Riby menatap dress yang kini dikenakannya, dress yang sempat ia bawa ketika mereka meninggalkan rumah. Sejak orang tuanya bangkrut, ia hampir tidak pernah membeli baju, kecuali baju murah yang dibelinya dipasar.

Ia berharap, kalau nanti mereka bertemu, lelaki itu tidak akan mundur dan membatalkan niatnya, karena jujur saja Riby sedikit tidak percaya diri. Ia tidak punya alat make up yang memadai, ditambah tiga jerawat di keningnya meninggalkan bekas yang tidak enak di lihat.
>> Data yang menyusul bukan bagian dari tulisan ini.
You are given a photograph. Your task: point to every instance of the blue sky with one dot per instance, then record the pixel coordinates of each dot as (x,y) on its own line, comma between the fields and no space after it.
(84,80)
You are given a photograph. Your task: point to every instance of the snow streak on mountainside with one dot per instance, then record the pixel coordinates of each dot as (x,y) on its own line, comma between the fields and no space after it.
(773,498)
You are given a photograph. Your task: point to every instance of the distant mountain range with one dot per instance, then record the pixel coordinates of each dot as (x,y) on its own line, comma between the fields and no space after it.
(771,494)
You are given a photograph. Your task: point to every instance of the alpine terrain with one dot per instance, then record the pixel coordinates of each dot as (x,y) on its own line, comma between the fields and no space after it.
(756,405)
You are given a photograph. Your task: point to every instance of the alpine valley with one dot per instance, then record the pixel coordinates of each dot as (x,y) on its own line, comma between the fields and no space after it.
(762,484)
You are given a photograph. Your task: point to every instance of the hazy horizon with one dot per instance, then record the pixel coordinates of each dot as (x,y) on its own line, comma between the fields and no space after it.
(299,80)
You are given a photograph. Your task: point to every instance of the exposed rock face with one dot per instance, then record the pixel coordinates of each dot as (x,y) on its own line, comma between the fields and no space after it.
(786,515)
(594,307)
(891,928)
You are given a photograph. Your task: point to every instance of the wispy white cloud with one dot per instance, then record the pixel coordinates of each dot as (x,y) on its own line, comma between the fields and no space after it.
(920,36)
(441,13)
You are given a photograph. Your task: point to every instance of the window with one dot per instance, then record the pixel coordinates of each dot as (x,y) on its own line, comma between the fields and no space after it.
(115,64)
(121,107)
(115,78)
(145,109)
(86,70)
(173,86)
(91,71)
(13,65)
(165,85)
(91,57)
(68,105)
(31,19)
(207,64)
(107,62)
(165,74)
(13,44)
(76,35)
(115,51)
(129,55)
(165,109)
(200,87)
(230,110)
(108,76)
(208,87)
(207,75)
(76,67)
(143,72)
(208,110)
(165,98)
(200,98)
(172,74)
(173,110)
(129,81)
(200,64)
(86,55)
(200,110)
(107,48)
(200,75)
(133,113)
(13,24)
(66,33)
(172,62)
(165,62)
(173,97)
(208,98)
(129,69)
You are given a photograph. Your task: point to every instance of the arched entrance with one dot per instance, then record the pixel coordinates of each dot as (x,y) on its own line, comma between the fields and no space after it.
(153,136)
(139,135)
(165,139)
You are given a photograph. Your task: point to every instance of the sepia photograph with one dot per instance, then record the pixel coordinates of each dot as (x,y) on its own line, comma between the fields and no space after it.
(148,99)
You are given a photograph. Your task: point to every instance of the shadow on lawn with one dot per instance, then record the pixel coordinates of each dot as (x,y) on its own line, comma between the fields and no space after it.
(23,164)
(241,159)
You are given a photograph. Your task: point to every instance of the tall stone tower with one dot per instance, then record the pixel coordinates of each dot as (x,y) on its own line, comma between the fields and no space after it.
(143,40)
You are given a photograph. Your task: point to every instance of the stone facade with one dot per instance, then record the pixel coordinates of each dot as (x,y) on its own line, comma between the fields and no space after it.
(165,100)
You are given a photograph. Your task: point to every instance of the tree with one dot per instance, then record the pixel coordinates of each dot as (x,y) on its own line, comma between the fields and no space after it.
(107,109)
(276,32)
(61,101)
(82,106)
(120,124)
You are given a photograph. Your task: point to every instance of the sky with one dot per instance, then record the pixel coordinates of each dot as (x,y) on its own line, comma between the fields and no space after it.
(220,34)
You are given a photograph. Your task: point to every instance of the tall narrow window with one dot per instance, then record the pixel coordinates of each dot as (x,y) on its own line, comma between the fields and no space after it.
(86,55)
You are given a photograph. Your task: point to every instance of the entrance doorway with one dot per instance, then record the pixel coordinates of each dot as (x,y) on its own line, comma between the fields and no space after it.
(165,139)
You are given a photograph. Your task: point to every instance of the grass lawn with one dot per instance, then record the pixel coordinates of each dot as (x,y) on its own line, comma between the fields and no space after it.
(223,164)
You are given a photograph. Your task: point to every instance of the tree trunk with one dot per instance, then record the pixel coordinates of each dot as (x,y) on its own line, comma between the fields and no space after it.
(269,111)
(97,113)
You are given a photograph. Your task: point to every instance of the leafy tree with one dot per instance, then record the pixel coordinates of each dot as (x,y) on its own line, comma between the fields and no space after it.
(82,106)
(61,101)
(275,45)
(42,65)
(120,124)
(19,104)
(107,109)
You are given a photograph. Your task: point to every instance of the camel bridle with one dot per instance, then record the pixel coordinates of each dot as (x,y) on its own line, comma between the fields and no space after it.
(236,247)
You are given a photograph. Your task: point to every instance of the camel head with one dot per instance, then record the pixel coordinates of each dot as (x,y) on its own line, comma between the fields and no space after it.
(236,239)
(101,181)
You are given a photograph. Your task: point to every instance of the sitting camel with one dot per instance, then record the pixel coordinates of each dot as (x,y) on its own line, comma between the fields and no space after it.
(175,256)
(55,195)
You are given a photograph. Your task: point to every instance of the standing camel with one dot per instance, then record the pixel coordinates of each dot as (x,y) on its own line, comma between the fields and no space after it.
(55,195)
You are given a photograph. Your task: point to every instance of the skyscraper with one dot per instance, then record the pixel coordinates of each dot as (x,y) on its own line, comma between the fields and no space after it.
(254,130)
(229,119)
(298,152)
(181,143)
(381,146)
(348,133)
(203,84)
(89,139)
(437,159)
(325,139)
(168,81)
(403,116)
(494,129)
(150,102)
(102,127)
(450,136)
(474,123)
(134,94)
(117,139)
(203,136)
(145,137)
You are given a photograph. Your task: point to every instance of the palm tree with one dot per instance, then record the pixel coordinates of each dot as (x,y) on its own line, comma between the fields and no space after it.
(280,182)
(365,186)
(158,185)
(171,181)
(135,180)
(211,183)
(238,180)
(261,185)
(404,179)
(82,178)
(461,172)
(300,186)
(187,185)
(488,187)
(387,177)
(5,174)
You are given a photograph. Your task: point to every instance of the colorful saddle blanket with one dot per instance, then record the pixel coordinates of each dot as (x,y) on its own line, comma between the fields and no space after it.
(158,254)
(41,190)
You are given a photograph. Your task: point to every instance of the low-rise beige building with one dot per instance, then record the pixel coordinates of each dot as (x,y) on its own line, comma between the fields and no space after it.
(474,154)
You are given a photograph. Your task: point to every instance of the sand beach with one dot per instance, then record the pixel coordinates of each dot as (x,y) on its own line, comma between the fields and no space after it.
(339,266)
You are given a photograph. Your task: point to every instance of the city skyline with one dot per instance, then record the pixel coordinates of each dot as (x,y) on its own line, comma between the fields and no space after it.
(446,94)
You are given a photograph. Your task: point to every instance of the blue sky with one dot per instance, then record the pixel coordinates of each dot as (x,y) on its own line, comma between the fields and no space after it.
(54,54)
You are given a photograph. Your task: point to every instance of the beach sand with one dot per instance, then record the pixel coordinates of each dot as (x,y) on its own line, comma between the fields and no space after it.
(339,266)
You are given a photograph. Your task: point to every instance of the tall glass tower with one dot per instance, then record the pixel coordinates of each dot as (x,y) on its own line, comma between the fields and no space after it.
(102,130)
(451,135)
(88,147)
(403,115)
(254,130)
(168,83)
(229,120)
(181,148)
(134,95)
Untungnya rambut sepunggungnya gampang di atur, lumayan mempercantik penampilannya sehingga membuatnya tidak terlalu pusing.

Setelah merasa yakin dengan penampilannya, Riby bergegas menenteng tas murahan yang ia beli lima bulan lalu, bukan karena ingin bergaya, tetapi karena tas yang sebelumnya sudah rusak.

Ia tarik napas panjang dan mengeluarkan dengan pelan dari mulutnya, tidak lupa berdoa dalam hati meminta dilindungi dari kejahatan kalau saja lelaki itu berbuat jahat padanya, tetapi kemudian ia tersadar, Ia meminta kebaikan Tuhan, tapi sebentar lagi ia akan berbuat maksiat.

Drama kehidupan macam apa ini?

***

Pak pelanggan.

Lexus hitam

Riby membaca sekali lagi pesan yang masuk ke ponselnya. Astaga, ia sudah lama tidak memperhatikan jenis mobil, bahkan ia sudah lama tidak merasakan naik mobil selain angkot yang kadang ia naiki kalau ingin ke pasar.

Ia memang menunggu di pinggir jalan yang lumayan jauh dari gang kontrakannya, seperti kata Mitha tadi, bisa saja pelanggannya berinisiatif menjemput. Dan seperti inilah ia sekarang, sedang celingukan mencari mobil hitam seperti pesan lelaki itu.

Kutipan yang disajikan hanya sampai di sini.